MUN:A8N Price Estimation Relative to Market, September 16th 2019
MUN:A8N Price Estimation Relative to Market, September 16th 2019

aovo Touristik's P/E tells us that market participants think it will not fare as well as its peers in the same industry. While current expectations are low, the stock could be undervalued if the situation is better than the market assumes. If you consider the stock interesting, further research is recommended. For example, I often monitor director buying and selling.

How Growth Rates Impact P/E Ratios

Earnings growth rates have a big influence on P/E ratios. Earnings growth means that in the future the 'E' will be higher. That means unless the share price increases, the P/E will reduce in a few years. Then, a lower P/E should attract more buyers, pushing the share price up.

aovo Touristik saw earnings per share decrease by 53% last year.

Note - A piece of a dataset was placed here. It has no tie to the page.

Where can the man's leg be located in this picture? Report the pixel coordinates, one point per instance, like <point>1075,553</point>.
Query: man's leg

Remember: P/E Ratios Don't Consider The Balance Sheet

Don't forget that the P/E ratio considers market capitalization. In other words, it does not consider any debt or cash that the company may have on the balance sheet. The exact same company would hypothetically deserve a higher P/E ratio if it had a strong balance sheet, than if it had a weak one with lots of debt, because a cashed up company can spend on growth.

While growth expenditure doesn't always pay off, the point is that it is a good option to have; but one that the P/E ratio ignores.